Supergrass and the Album That Started Everything
Supergrass formed in Oxford in 1993 and moved fast. By the time I Should Coco arrived in 1995, the band were barely out of their teens and already operating at a level that most groups never reach. The album debuted at number one in the UK, earned a Mercury Prize nomination, and announced a band with genuine range: the breakneck energy of “Caught by the Fuzz,” the pop-rock swing of “Mansize Rooster,” the loose, sunlit charm of “Alright.” That single alone crossed into mainstream territory without softening the band’s edge, which is harder to pull off than it sounds. Six UK Top 10 albums and ten UK Top 20 singles followed over the course of their career, but this debut is where it all clicked into place. The record holds up because the songs are genuinely well-constructed, not because of the era attached to them.
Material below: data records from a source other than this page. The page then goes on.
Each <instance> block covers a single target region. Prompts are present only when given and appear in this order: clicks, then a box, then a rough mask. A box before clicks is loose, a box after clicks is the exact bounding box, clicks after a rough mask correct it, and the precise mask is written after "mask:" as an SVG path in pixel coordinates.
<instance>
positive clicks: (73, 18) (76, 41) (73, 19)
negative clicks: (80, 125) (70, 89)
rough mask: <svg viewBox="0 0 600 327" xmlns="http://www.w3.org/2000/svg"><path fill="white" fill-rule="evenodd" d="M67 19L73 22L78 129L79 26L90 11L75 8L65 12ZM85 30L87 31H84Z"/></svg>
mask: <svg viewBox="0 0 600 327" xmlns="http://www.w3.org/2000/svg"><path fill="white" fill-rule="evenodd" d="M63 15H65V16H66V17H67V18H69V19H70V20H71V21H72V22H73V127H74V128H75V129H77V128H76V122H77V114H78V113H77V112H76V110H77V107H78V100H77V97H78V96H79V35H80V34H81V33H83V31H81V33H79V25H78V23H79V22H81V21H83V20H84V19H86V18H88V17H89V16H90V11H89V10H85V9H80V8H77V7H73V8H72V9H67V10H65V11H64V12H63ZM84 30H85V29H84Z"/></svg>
Supergrass I Should Coco Vinyl: Format and Edition Details
This pressing is released through BMG under catalog number 4215542, presented as a standard black vinyl LP. It comes with a printed inner sleeve, which keeps the package feeling considered rather than bare-bones. BMG has handled a solid run of reissues in recent years, and this one sits comfortably in that catalog. Black vinyl purists will appreciate the no-frills format: the music is the point, and the presentation supports that without overcomplicating it.
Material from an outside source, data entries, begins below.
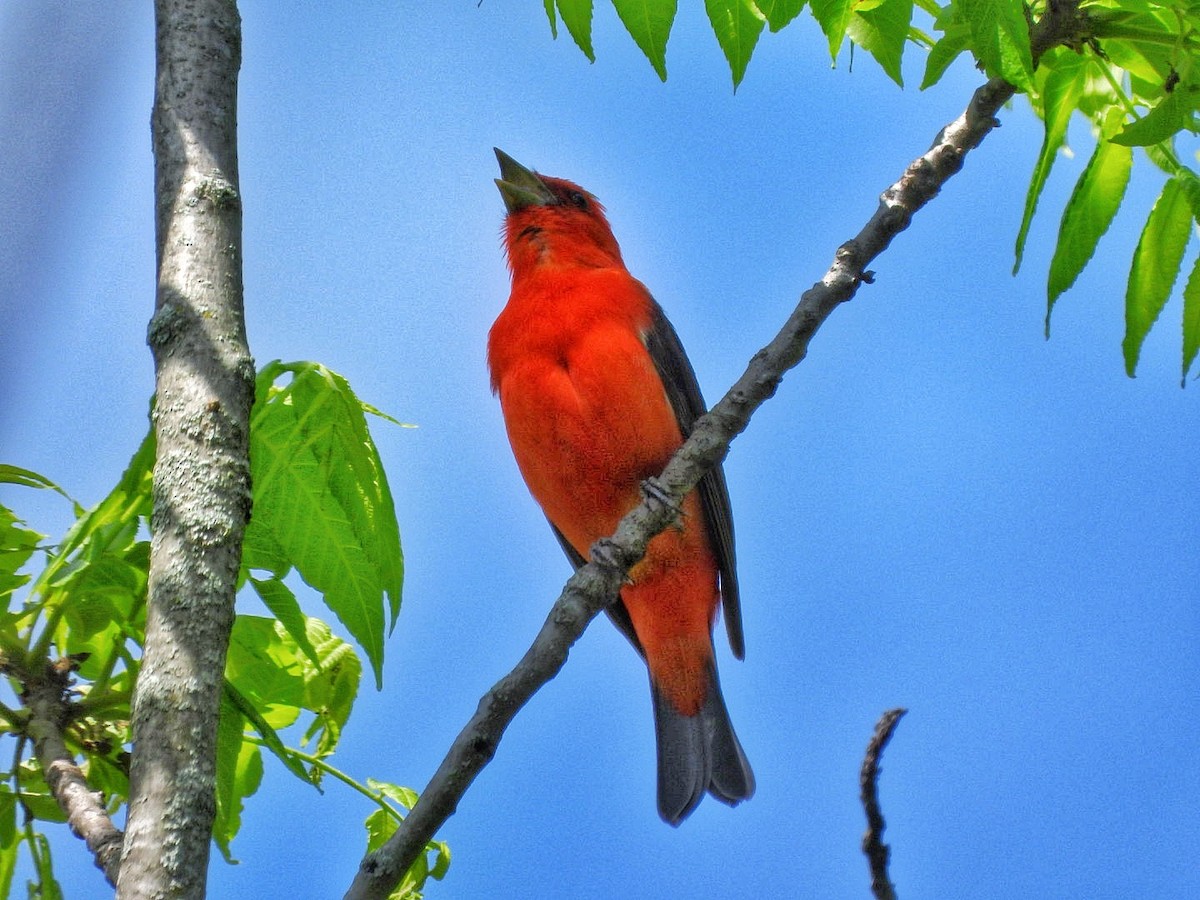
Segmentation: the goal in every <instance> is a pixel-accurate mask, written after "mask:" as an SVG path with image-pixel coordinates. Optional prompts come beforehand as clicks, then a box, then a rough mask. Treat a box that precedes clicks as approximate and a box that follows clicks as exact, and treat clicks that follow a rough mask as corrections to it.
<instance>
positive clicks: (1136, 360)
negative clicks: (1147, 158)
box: [1121, 178, 1193, 378]
mask: <svg viewBox="0 0 1200 900" xmlns="http://www.w3.org/2000/svg"><path fill="white" fill-rule="evenodd" d="M1192 221H1193V220H1192V206H1190V204H1189V203H1188V198H1187V193H1186V192H1184V190H1183V187H1182V185H1181V182H1180V180H1178V179H1174V178H1172V179H1170V180H1168V182H1166V184H1165V185H1164V186H1163V192H1162V193H1160V194H1159V196H1158V199H1157V200H1156V202H1154V208H1153V209H1152V210H1151V211H1150V217H1148V218H1147V220H1146V226H1145V227H1144V228H1142V232H1141V236H1140V238H1139V239H1138V248H1136V250H1135V251H1134V256H1133V265H1132V266H1130V269H1129V283H1128V286H1127V288H1126V336H1124V341H1122V343H1121V347H1122V349H1123V352H1124V360H1126V373H1127V374H1128V376H1129V377H1130V378H1133V376H1134V372H1135V371H1136V368H1138V358H1139V356H1140V355H1141V344H1142V342H1144V341H1145V340H1146V335H1147V334H1150V329H1151V326H1152V325H1153V324H1154V320H1156V319H1157V318H1158V314H1159V313H1160V312H1162V311H1163V306H1164V305H1165V304H1166V300H1168V298H1169V296H1170V295H1171V288H1172V287H1174V286H1175V280H1176V277H1177V276H1178V272H1180V264H1181V263H1182V262H1183V251H1184V248H1186V247H1187V244H1188V238H1189V236H1190V234H1192Z"/></svg>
Why This Copy Deserves a Place in Your Collection
Original UK pressings of I Should Coco have become harder to find in good condition, and when they do surface, the price reflects that. This BMG edition fills the gap practically. It is the right call for a collector who wants the album on wax without chasing down a worn original, or for someone building out a thorough 1990s British rock section who needs this title represented properly. The printed inner sleeve adds a small but meaningful layer of completeness. Supergrass never got the long-term critical reverence that some of their contemporaries accumulated, which makes their catalogue slightly undervalued relative to its actual quality. I Should Coco in particular rewards a fresh listen on vinyl: the production breathes well, and the band’s energy translates.